While that article was primarily focused on liability issues for medical device manufacturers, it raises the issue of cybersecurity to a new level for tens of thousands of people just trying to live out their lives in peace. Hacking of this type can lead to a lot more than ID theft. It could cost them their lives.

The article goes on to explore the motivations for this type of hacking. “According to Dr. William Maisel, ‘[m]otivation for such actions might include the acquisition of private information for financial gain or competitive advantage; damage to a device manufacturer’s reputation; sabotage by a disgruntled employee, dissatisfied customer or terrorist to inflict financial or personal injury; or simply the satisfaction of the attacker’s ego.’ Medical data can be worth ten times as much as a credit card number. Added to that, the medical device market was a $25.2 billion industry in 2012 and is expected to be a $33.6 billion industry by 2018. That’s a vast market of potential victims.”

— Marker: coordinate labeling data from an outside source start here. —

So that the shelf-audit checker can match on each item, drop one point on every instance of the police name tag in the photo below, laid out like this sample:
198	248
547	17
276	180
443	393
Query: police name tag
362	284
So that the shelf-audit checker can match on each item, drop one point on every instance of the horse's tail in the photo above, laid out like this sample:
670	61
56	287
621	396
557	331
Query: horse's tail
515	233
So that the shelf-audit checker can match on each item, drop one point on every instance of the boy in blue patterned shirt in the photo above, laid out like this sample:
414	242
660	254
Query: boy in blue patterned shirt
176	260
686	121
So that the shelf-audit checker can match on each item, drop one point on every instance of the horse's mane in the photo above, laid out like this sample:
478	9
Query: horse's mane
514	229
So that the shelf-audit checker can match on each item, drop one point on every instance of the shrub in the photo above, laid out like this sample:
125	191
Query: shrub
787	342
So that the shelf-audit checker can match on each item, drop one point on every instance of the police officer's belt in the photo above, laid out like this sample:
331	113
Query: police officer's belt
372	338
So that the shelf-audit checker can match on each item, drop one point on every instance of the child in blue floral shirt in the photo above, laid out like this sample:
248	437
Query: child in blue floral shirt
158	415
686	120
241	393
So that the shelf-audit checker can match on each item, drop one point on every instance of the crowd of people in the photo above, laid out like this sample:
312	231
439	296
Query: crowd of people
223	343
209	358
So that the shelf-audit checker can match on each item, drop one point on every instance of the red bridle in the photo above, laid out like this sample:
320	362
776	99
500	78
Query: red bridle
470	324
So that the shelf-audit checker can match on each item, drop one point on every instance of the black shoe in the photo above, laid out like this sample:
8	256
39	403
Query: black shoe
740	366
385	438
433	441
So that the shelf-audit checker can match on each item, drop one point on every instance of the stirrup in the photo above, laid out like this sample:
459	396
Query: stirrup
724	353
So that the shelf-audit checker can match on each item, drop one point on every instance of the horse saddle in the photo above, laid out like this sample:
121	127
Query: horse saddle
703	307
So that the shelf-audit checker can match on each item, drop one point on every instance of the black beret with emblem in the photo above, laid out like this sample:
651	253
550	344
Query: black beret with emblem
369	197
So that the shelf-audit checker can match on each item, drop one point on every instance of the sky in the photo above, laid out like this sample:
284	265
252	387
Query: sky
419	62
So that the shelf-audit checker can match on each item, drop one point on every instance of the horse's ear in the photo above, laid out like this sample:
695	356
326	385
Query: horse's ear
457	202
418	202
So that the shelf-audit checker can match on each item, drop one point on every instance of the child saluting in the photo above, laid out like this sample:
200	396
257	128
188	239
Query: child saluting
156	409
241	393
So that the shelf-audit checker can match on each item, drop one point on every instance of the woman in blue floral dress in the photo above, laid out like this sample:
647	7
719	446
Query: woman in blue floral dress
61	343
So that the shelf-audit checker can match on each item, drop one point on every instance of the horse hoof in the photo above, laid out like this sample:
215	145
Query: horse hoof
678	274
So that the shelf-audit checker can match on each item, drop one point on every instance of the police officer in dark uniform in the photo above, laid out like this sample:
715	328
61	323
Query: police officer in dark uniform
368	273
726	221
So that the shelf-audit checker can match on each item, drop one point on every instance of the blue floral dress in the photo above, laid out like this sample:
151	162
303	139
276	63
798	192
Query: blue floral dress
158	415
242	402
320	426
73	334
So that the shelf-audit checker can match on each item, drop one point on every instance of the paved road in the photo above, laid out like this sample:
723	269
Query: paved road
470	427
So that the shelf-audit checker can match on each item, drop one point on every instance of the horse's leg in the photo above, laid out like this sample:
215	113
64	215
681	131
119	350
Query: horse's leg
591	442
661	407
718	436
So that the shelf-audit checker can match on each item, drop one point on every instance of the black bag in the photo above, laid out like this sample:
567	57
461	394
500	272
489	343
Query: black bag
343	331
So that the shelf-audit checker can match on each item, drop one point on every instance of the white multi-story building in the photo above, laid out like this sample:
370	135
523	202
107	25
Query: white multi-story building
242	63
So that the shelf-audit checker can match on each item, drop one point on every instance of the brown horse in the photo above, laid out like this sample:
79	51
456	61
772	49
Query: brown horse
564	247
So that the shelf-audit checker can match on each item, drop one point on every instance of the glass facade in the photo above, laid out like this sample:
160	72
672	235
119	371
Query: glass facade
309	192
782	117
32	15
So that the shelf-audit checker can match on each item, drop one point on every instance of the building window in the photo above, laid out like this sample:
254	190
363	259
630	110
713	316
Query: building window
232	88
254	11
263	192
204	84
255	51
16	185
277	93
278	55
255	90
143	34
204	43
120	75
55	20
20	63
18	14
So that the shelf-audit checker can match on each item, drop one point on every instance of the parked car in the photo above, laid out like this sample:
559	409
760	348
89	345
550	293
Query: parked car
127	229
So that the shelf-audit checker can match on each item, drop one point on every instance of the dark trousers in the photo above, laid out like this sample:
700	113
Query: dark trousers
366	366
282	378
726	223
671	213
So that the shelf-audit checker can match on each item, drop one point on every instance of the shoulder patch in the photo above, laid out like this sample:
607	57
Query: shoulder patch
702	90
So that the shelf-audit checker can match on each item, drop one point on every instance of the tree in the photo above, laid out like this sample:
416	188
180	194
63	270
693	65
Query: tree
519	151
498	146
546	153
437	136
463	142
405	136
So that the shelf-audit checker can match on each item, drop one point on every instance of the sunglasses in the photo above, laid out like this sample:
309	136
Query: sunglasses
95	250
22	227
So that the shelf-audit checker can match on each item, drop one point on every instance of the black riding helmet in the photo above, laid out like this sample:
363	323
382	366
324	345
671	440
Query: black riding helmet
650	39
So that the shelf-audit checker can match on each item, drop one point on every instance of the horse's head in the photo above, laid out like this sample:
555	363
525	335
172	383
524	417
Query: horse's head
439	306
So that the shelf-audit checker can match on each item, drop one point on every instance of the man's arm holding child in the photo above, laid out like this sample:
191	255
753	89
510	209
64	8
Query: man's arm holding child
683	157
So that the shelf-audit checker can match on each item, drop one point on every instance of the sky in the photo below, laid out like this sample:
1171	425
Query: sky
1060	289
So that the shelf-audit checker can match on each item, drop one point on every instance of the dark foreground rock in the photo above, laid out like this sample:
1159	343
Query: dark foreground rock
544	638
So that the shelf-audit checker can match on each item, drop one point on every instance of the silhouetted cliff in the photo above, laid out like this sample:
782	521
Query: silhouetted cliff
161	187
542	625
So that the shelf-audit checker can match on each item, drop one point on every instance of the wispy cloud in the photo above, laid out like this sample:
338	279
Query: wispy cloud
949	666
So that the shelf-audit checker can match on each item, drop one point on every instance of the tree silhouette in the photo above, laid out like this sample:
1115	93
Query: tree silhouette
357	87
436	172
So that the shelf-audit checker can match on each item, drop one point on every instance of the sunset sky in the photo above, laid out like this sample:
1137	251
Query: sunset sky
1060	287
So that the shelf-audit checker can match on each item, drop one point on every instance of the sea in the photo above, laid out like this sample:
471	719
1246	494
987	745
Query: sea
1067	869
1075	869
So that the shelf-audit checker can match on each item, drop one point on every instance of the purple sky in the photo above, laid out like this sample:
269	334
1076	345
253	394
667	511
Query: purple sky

To the list of motivations, we can add one other. Someone with a networked medical device could actually be individually targeted for injury or death. That could result in a crime almost impossible to trace or to prove.

As with other forms of hacking, this is no longer a matter of “if” but a rather, a matter of “when”. Based on the statistics for last year, it is already clear that attempts to hack medical devices are well under way. The only thing we can hope for is that manufacturers use the best forms of encryption available and that they make regular updates  so that patients are protected. If, on the other hand, they simply rely on actuarial tables to calculate their liability costs associated with a hacking death, versus the cost of keeping their products up to date, anyone walking around with one of these devices may be in trouble. You just better hope that nobody out there really dislikes you.